Постколониальные исследования Беларуси, как правило, подпадают под две категории. С одной стороны, современные белорусские ученые и интеллектуалы, например Владимир Абушенко, Валентин Акудович и Вячеслав Ракицкий, предлагают разнообразные интерпретации белорусской истории и идентичности [Абушэнка 2003; Акудовiч 2007; Ракіцкі 2010]. Их объединяет видение Беларуси как пограничной зоны, периферийной территории, отчужденной от самой себя в результате колониального подчинения. Все эти теории разной степени изощренности предполагают моральный и/или интеллектуальный императив воссоздать утерянную «белорусскость», делая упор на национальную идентичность (Абушенко), код «отсутствия» (Акудович) или разрушительное воздействие колониализма на «исконную» белорусскость, которая существовала в мифическом прошлом (Ракицкий).

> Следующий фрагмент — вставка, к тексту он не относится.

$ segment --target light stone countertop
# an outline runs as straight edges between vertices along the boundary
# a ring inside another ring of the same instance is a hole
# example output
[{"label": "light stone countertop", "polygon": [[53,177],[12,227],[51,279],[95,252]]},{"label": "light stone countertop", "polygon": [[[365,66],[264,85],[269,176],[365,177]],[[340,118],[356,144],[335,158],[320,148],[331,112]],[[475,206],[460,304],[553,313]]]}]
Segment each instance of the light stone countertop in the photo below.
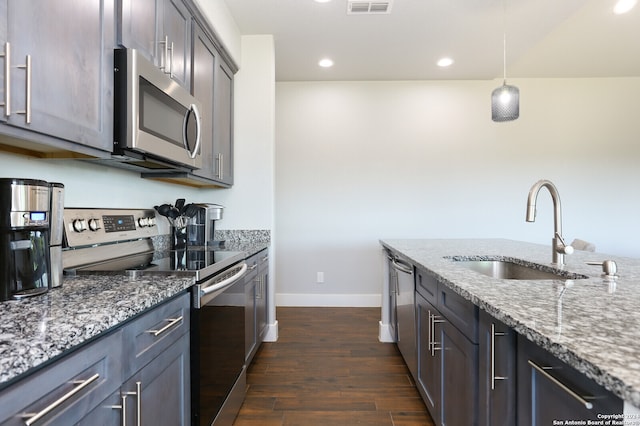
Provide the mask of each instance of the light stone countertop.
[{"label": "light stone countertop", "polygon": [[[259,238],[227,231],[224,249],[249,257],[269,247],[268,231],[252,232]],[[62,287],[43,295],[0,302],[0,390],[194,283],[174,275],[65,276]]]},{"label": "light stone countertop", "polygon": [[0,389],[193,284],[193,277],[83,275],[0,303]]},{"label": "light stone countertop", "polygon": [[[508,257],[548,267],[551,244],[504,239],[384,239],[384,247],[537,343],[624,401],[640,407],[640,260],[576,251],[564,270],[579,280],[501,280],[447,256]],[[618,278],[586,262],[614,260]]]}]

Во вторую группу входят исследователи из западных академических кругов, такие как Елена Гапова, Александр Першай и Сергей Ушакин. Часто они вступают в открытый спор с первой группой, опровергая колониальное прочтение первыми белорусской истории. Критически анализируя нарративы белорусских интеллектуалов, они утверждают, что постколониальное состояние — это дискурсивный конструкт, созданный политически окрашенными стратегиями национального нарратива, или, выражаясь иначе, белорусский постколониализм — это сумма постколониальных мифов, сформулированных исследователями и активистами постсоветской Беларуси [Гапова 2005: 405— 441; Pershai 2012: 121—141; Ушакин 2011: 209—233]. И хотя такое понимание постколониализма, без сомнения, более тонкое, чем идеи «возвращения к истокам» белорусских интеллектуалов, оно дискредитирует утверждения последних, клеймя их как «бесконечные ритуалы самовиктимизации» [Ушакин 2011: 212], и априори отбрасывает возможность советской колонизации. В результате исследователи второй группы, как правило, склонны сводить на нет временные коннотации самого термина «постколониализм».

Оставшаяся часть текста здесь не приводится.